César Montoya


Cerca de Quito queda la mitad del mundo. La explanada es grande con un alto y ancho monumento en el centro, coronado por una réplica oval de la tierra. Cercan este espacio pequeños almacenes atestados de baratijas y de restaurantes especializados en comidas típicas. El peregrinaje es masivo y se descarga en los oídos una indescifrable babel de idiomas. Hacen su agosto fotógrafos populares que acomodan los turistas en poses imaginativas para documentar el recuerdo de las añoranzas camineras. Allá dicen que este es el camino del sol.
Hay, escritas en pizarras, una sutil interpretación de las estaciones del año.
Del 21 de marzo al 21 de junio invade la primavera con ventarrón alegre.
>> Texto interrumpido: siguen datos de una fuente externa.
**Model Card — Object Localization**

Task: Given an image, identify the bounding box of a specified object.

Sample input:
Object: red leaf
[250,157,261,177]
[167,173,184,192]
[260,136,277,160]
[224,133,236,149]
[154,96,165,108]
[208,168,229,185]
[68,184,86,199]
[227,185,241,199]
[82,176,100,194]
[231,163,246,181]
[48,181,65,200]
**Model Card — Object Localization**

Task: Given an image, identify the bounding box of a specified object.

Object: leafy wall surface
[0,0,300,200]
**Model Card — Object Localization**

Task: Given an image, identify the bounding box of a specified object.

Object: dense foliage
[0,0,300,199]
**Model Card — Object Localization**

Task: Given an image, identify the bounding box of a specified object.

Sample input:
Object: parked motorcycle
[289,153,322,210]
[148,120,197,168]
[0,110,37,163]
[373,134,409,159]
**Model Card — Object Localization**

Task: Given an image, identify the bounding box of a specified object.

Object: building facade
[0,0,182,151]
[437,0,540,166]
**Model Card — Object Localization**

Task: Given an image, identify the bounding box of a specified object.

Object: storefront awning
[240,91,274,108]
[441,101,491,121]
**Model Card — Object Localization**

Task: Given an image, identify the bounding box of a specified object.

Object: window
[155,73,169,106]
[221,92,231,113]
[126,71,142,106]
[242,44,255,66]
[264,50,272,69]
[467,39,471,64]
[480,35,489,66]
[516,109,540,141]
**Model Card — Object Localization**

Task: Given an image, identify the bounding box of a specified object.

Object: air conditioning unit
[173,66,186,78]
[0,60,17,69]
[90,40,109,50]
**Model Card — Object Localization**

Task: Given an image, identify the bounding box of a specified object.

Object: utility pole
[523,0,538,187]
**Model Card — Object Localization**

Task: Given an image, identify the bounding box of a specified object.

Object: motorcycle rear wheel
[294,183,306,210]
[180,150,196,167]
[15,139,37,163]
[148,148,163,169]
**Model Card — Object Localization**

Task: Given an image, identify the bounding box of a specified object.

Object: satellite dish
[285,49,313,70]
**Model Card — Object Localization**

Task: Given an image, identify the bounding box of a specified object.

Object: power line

Macolla la naturaleza, trepidan las alboradas, se abren las ventanas, revientan las esclusas del aire que invade a bocanadas con audibles tintineos matinales. Renacen los verdes estridentes, el corazón se tonifica y del espíritu se apodera el equilibrio, la armonía y los valores espirituales.
El verano encaja en la tierra un amarillo de fuego del 21 de junio al 23 de septiembre. Los calcinantes rayos solares secan los maizales, maduran las frutas, la luz penetra con potencia todos los resquicios del mundo. Es la estación de la insurgencia, del clamoreo juvenil y del imperio de la voluntad.
La madre tierra entra en celos reproductivos, con ansias de siembra, entre el 23 de septiembre y el 21 de diciembre. Es el otoño con sus rojos dorados. Las tardes son de rosicler metálico, con dispersos arreboles sangrientos y un agitado balanceo de despedida. Todo es vital. El campo abre su vientre para las fecundaciones.
Reina el azul entre 21 de diciembre y el 21 de marzo. Meses de inviernos inclementes, propicios para la introspección, para peregrinar hacia el interior del alma. Se hacen cálculos, la vida se plasma en contabilidades espirituales, se fijan metas y se planifican renovaciones.
Es bella la ciudad de Quito. Ocupa un largo girón de tierra recostado sobre una ladera apacible. La ciudad antigua parece una réplica de la castellana Cartagena de Indias. Calles estrechas, balcones señoriales, con un diluido aire de antaño. Crece verticalmente la urbe, con vigor inusitado, cuajándose de edificios imponentes. Es febril la vida diurna y son tranquilas sus noches.
Por las calles de Quito, cuando todos duermen, se desliza el cuerpo impalpable de Manuelita Sáenz que anda buscando las delicias fornicadoras del Libertador. En las madrugadas, evadida del frío camastro del doctor James Thorne, pobre marido de cuernos adornados, sus sandalias adulterinas rozan suavemente la tierra, gateando sobre el potro del deseo hacia el complaciente nido de Bolívar. Aún se oyen los jadeos de la pareja insaciable, sus tiernos quejidos y la tranquila descarga de las palabras después de los resuellos amatorios.
Ciudad de iglesias y conventos. Siempre tuvo una tradición de campanas litúrgicas, de seminarios con rumores evanescentes de cantos gregorianos, de capirotes morados que cubrían las testas de los piadosos servidores de Dios.
La campiña alta de Quito, junto a los volcanes, colindando con la nieve, es de placidez idílica. Allí reina un silencio profundo solo violado por el mugido del ganado. Son extensos los potreros cubiertos por vacadas rumiadoras, sorprendidas de pronto por un toro zalamero que le hace carantoñas a las novillas vírgenes. De esos páramos sale la leche para proveer la demanda de tres millones de habitantes.
Gratos recuerdos de esa hermosa tierra libertada por Bolívar quedan sembrados en la memoria. Ramiro y Jimena fueron pródigos en el afecto y son -ellos dos- la vitrina de una patria que los colombianos queremos como hermana.